Every moment she was with him, everything started making more sense.
Seth cared for her. He knew she would find comfort in a garden at midnight, with a blanket around her shoulders.
He had seen her back at Cooper House, but never made a move like this.
Never crossed that line, even when he had ample opportunity.
Why now?
“Seth?”
“Yes, sweetheart?” The endearment rolled off of his tongue easily, as if he hadn’t the slightest inclination to hold himself back.
“Why did you bring me here?” she asked, maybe too quiet, as he didn’t respond.
He only stepped closer, a step away from her arm’s reach. Instead of answering her question, he gave one of his own, “Why were you on the hunt this morning?”
She swallowed.
“Matthew asked me to go. He’s worried about you.” Cassandra skimmed her hand along a variety of mint, worrying a velvety leaf between her finger and thumb. “We’re… family. He thought that if both of us are around, you’ll feel more comfortable.”
“A lot of good that did,” Seth ground out.
She flinched.
“Are you angry?”
“Not at you.”
“At Matthew?”
“He needs to stop. The more he tries to manage me the worse it gets. I’m starting to think that half of the reason he brought you here is to keep me in line.”
“To keep you in line?”
“It’s not the first time he’s put you in my path as a distraction,” he told her. “Since we arrived, he’s been meddling—”
“Did Matthew force you to dance with me?” she blurted out.
Seth furrowed his brows.
“Why would you ask that?”
“Lady Samantha mentioned it the other day.” She crossed her arms over her chest. “You had to be asked multiple times—”
“I asked you to dance because I wanted to. Nobody would ever have to force me to—”
“Because you wanted to stop Colonel Bishop from dancing with me, more like,” she accused.
It was his turn to flinch.
“I don’t like him touching you.” He stepped into her space and loomed over her. Without a trace of trepidation, he moved closer still. His voice was rough as he said, “But that wasn’t the only reason.”
“Then why…?”
Both hands came to rest on the table behind her, his arms at either side of her, but not touching.
Tension thickened the air further when he lowered his face to hers.
His tone turned reverent. “Because I wanted you in my arms. When I saw you laughing from across the ballroom… it was impossible to focus on anything else.
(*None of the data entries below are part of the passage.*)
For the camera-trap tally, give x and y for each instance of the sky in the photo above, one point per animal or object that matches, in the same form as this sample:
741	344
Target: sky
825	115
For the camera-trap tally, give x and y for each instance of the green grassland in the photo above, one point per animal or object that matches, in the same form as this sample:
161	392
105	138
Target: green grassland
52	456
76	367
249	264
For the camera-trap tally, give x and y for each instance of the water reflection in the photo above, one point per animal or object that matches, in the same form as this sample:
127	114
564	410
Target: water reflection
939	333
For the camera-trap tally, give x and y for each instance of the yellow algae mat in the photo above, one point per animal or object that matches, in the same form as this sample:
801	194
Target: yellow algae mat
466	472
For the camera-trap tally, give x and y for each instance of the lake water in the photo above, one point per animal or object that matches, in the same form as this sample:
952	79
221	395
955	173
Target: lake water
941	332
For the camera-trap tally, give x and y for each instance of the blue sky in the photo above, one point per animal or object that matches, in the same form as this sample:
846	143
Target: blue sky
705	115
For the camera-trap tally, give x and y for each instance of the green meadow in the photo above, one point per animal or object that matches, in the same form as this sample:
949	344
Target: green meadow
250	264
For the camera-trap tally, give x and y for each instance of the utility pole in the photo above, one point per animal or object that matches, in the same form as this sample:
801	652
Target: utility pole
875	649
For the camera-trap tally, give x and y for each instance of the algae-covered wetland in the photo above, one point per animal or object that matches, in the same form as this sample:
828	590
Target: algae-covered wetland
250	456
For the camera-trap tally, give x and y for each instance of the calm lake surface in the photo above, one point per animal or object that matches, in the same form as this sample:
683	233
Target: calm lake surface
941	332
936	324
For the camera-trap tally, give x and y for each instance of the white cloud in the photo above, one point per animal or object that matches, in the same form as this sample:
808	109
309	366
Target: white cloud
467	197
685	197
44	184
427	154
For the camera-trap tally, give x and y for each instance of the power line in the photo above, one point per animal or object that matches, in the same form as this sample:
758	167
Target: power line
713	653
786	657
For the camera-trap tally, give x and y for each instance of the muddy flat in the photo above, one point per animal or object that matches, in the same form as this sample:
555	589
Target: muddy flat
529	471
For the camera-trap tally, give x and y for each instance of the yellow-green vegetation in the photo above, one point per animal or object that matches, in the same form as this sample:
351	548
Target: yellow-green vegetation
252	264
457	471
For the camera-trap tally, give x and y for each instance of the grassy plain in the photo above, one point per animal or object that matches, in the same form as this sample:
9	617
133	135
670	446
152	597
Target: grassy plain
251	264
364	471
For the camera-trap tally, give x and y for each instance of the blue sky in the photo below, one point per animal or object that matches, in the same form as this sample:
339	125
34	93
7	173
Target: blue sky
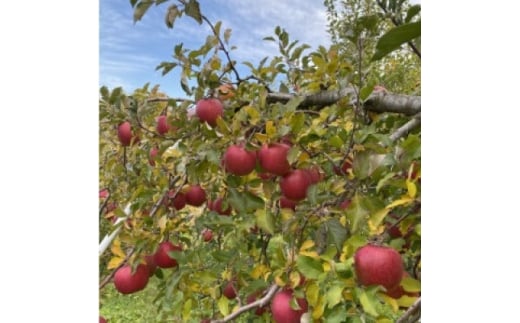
130	52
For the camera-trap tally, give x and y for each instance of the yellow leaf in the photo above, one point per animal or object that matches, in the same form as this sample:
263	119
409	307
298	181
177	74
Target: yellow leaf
326	266
318	309
223	305
406	301
270	129
259	271
116	249
402	201
378	217
261	137
115	262
312	293
307	245
412	189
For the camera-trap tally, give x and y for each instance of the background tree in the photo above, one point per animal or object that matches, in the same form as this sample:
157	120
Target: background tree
335	167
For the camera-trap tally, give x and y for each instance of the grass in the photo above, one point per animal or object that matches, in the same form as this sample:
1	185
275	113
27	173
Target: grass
132	308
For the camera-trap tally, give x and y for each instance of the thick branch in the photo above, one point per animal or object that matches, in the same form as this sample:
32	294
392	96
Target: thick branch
412	314
258	303
406	128
376	102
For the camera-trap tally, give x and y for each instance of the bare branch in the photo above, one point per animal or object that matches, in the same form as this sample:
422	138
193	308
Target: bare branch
412	314
407	127
398	103
258	303
377	101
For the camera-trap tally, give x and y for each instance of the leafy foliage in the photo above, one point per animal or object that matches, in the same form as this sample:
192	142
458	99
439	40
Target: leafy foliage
260	243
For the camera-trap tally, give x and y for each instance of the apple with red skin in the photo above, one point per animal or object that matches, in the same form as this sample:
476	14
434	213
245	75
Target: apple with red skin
124	133
378	265
176	201
294	185
281	307
209	110
217	207
127	282
207	235
161	257
150	262
273	158
239	161
162	125
195	195
230	291
285	203
153	155
254	297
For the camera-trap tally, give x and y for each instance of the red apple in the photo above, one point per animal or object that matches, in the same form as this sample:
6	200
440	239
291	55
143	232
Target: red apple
209	110
153	155
207	235
127	282
217	207
294	185
162	125
150	262
239	161
253	297
124	133
230	291
285	203
378	265
161	257
195	195
281	307
103	194
273	158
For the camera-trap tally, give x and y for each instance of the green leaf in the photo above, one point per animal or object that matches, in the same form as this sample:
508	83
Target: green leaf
369	303
141	9
264	220
293	103
395	37
338	233
309	267
193	10
171	14
412	12
334	295
227	35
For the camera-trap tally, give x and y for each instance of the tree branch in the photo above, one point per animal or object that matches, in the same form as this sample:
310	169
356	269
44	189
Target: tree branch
407	127
376	102
258	303
412	314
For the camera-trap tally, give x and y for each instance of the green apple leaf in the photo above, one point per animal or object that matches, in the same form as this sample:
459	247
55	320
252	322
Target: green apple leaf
309	267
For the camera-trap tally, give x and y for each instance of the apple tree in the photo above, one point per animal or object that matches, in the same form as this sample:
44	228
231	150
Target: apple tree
290	193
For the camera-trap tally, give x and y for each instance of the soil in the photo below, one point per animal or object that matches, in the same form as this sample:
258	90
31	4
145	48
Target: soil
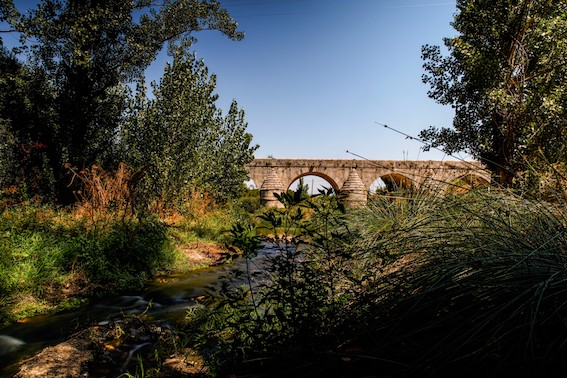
97	350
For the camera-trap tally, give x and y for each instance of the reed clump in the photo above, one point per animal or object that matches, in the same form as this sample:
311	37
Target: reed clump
468	284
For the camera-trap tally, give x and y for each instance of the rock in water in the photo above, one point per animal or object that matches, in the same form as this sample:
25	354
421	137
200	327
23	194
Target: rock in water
9	344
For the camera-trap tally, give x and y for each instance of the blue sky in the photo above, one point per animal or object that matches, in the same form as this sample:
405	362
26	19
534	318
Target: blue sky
315	75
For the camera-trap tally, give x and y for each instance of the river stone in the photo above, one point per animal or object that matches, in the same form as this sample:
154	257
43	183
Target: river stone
66	360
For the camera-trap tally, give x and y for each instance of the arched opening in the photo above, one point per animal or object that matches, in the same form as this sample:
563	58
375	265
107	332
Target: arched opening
378	186
250	184
466	183
313	184
392	182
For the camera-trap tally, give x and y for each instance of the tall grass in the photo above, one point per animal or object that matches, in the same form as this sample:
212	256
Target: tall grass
421	285
53	258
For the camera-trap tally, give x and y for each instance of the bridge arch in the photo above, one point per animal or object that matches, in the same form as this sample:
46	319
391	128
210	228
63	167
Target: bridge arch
467	182
325	177
356	176
396	181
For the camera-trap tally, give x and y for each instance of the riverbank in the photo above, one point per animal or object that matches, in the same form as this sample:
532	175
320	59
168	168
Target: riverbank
58	259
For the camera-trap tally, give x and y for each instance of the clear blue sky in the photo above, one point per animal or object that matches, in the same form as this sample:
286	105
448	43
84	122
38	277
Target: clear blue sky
315	75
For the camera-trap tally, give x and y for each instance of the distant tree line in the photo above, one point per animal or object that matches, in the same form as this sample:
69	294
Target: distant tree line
67	100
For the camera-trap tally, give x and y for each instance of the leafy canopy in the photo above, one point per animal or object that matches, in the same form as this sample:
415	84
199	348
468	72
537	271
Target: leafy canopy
505	77
86	52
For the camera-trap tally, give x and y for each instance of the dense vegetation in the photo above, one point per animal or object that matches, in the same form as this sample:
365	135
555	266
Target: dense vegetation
469	285
101	183
95	173
505	77
67	103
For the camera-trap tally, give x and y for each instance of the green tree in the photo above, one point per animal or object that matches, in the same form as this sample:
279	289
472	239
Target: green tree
181	139
89	49
26	126
505	77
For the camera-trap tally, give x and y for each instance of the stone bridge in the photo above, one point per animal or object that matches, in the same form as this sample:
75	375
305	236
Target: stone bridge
355	177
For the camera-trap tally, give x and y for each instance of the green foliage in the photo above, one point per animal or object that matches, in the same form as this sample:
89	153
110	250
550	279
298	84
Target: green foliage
295	302
44	254
86	52
469	284
504	77
25	128
182	141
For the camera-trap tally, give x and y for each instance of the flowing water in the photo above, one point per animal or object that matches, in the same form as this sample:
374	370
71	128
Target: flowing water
166	299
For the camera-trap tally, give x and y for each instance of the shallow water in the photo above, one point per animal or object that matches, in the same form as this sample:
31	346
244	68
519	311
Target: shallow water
165	299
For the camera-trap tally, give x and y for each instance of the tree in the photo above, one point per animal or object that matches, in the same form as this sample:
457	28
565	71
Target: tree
89	50
180	138
505	77
26	124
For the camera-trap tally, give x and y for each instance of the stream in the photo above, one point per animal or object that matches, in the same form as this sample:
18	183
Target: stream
165	300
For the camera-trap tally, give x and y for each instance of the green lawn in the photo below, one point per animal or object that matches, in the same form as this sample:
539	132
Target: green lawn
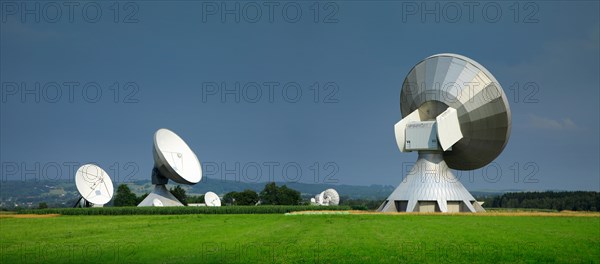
300	239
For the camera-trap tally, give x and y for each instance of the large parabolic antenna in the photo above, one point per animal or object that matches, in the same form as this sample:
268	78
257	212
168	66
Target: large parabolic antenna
173	160
327	197
94	186
212	199
456	115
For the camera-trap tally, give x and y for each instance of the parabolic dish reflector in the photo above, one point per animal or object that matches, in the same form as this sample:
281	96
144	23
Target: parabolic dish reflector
331	197
94	184
212	199
451	80
174	159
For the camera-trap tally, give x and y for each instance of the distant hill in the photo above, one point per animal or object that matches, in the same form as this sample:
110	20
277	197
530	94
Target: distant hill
63	193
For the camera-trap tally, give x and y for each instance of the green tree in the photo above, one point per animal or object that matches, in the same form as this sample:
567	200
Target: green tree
247	197
195	199
229	198
125	197
141	198
269	194
283	195
179	193
287	196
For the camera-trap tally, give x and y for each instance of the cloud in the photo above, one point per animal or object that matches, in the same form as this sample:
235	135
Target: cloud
551	124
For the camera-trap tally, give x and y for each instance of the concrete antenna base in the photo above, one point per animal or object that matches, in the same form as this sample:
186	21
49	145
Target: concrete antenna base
430	186
161	193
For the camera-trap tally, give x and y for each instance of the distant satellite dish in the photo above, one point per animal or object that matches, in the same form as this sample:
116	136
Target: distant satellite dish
327	197
174	160
331	197
94	185
157	202
212	199
456	115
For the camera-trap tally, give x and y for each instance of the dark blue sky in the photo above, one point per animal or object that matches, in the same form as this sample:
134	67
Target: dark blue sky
164	62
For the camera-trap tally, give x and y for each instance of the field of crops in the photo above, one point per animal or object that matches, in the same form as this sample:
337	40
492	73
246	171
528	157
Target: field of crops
321	238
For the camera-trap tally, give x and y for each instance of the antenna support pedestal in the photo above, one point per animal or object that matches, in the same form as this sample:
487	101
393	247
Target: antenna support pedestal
430	186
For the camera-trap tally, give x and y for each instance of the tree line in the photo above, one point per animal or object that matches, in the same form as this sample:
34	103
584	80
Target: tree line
573	201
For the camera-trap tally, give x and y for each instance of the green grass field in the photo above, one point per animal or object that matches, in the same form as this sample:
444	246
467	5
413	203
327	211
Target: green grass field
300	239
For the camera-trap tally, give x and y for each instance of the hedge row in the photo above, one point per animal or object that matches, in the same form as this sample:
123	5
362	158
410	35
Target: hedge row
264	209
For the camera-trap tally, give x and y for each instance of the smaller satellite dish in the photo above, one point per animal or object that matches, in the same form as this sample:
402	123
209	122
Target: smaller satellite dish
212	199
157	202
94	184
331	197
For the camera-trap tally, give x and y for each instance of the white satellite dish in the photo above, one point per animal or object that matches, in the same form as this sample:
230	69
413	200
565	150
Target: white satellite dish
331	197
156	202
173	160
456	115
212	199
94	186
327	197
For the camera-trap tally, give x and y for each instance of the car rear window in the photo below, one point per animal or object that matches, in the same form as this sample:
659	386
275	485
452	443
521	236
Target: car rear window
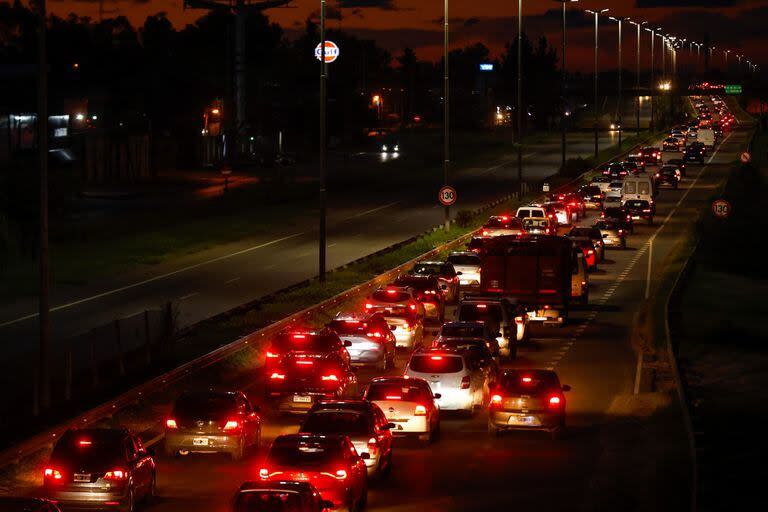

I had never heard you laugh before.”
“Surely you’ve heard me laugh.” She huffed.
They had known each other for years! Admittedly, her laughter had become rare as of late, but never?
There must have been one instance that proved him wrong, but try as she might, she couldn’t bring anything to mind, not with him surrounding her, clouding her ability to think.
“Not like that, not with me.” There was a new depth to his eyes, so near to hers, dark in the low light, it made her heart race and the tiny hairs on her body awaken. “You have a beautiful laugh, Cassandra.”
He raised his hand, but instead of touching her, he reached past her to pluck a flower from the table. With a gentle, sensuous movement, he trailed his hand down her arm and tucked the bloom in between her fingers.
Another gardenia.
Secret love.
“Is that why you kissed me?” Cassandra twirled the stem between her thumb and forefinger, spinning the white flower.
“That, and I couldn’t wait another fortnight to be rewarded for my heroic deeds.” He sighed dramatically. With a mischievous twinkle in his eyes, he took a step back, pulled the worn page from his pocket, and presented it to her.
Hesitantly, she reached for it and he laughed, running a hand through his hair.
“No tricks.”
She held the page in the same hand that held the flower, and she wondered why she didn’t feel relieved. It had given her nothing but stress having her private thoughts in his possession. He strung her along, made sport of her, and now that the game was over. It all felt… anticlimactic.
“I was never going to read it,” he admitted. “I should have given it to you right away.”
“Why didn’t you?”
“I wanted your attention,” he said with a slight raise to his shoulder, a sheepish grin on his face. “I didn’t expect you to actually kiss me.”
“You kissed me,” she corrected.
“You kissed me back.” He reached forward to tuck a lock of her hair behind her ear. The touch of his skin on hers ignited a familiar heat within her. Eyes trained to her mouth, he whispered, “Do you regret it?”